59. Candidates such as the liberal columnist Arianna Huffington and Green Party leader Peter Camejo do not represent a political alternative to the two big business parties. Both campaigns accept the framework of the profit system and propose reforms of the most limited character. (Camejo’s budget policy is the same as Arnold Schwarzenegger’s: to hire an independent auditor to review the state’s books.) Politically, Huffington and Camejo are subservient to both the Democrats and the Republicans. On the most critical question in the October 7 election, the antidemocratic character of the recall, they both side with the Republican right. They urge a vote to remove Davis and justify the campaign financed by millionaire Darrell Issa as though it were a genuine popular movement from below. In the vote for a replacement governor, Huffington declared that she would withdraw if a Democrat acceptable to her, such as Senator Dianne Feinstein, were to run. Camejo, for his part, said he would withdraw in favor of Huffington if her campaign appeared to be gaining support.
60. The role of the SEP is to build a new political leadership among working people. We are fighting, through our daily international journal of political analysis and commentary, the World Socialist Web Site, to educate workers and prepare the way for the emergence of a mass movement against the profit system. Our candidate for governor, John Christopher Burton, is a longtime civil rights attorney and defender of the rights of victims of police abuse. We stand for these basic principles:
* The international unity of the working class: Under conditions of a globalized economy, no section of workers in any state or country can be indifferent to the conditions of workers in other parts of the world. The brutal exploitation of workers in China by transnational corporations, for example, has direct consequences for workers in California and throughout the US. The answer to the globalized economy is not protectionism and trade warfare, but rather a policy of international solidarity and a strategy for raising the living standards of workers all over the world.

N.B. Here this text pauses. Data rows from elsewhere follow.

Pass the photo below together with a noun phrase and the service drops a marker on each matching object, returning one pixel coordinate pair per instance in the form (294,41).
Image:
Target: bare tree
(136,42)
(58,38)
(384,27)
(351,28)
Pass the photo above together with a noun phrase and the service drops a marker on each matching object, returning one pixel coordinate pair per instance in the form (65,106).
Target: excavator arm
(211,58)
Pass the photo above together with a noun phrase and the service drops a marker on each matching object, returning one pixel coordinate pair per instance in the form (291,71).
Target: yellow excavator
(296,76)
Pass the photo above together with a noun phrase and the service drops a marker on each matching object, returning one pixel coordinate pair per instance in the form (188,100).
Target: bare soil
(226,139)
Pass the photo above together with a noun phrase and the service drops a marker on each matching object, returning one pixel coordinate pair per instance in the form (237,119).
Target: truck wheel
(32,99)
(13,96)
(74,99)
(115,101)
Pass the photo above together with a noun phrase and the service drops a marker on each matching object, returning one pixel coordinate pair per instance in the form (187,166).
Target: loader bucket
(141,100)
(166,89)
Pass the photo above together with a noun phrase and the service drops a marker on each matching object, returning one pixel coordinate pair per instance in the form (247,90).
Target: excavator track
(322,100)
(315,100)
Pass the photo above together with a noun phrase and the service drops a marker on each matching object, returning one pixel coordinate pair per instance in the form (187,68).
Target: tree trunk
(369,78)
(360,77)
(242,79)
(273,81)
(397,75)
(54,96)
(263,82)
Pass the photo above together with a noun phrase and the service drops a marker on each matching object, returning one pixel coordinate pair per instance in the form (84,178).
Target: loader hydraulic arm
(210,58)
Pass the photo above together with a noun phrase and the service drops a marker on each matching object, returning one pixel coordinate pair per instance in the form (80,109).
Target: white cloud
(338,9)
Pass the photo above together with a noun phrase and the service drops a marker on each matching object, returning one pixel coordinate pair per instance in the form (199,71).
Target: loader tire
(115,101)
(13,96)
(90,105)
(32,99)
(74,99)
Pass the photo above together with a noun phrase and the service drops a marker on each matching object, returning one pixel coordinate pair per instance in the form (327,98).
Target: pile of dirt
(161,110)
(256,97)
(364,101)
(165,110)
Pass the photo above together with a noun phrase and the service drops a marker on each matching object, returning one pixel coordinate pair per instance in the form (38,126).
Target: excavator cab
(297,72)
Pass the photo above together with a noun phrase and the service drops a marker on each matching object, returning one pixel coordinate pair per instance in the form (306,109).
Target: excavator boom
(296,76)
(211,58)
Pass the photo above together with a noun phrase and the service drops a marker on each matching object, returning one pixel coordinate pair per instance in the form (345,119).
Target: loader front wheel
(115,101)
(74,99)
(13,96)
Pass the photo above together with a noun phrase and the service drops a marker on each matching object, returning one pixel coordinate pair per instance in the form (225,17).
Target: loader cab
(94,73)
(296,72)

* The political independence of the working class: Working people, the vast majority of the American population, are effectively disenfranchised by the political system, with no influence within the Democratic or Republican parties, which are both controlled by corporate interests. Nor can their interests be defended by the existing labor organizations, which have been unable to elaborate any coherent response to the crisis and cling to the semi-corpse of the Democratic Party. New workers organizations are required, which will mobilize working people as an independent force. Above all, the Socialist Equality Party must be built as the mass political party of the working class.
* Social needs before private profit: The basic principle upon which the program of the SEP is founded is that social needs take priority over private wealth. There are two alternatives: either working people will pay for the crisis, and suffer a further loss of jobs and wages and a further decay in conditions, leading to a social catastrophe; or they will compel the ruling elite to disgorge the wealth which is the product of class exploitation.
61. We call on all those who agree with these principles not only to vote for John Christopher Burton on October 7, but also to contribute actively to the development of the World Socialist Web Site and contact, join and build the Socialist Equality Party.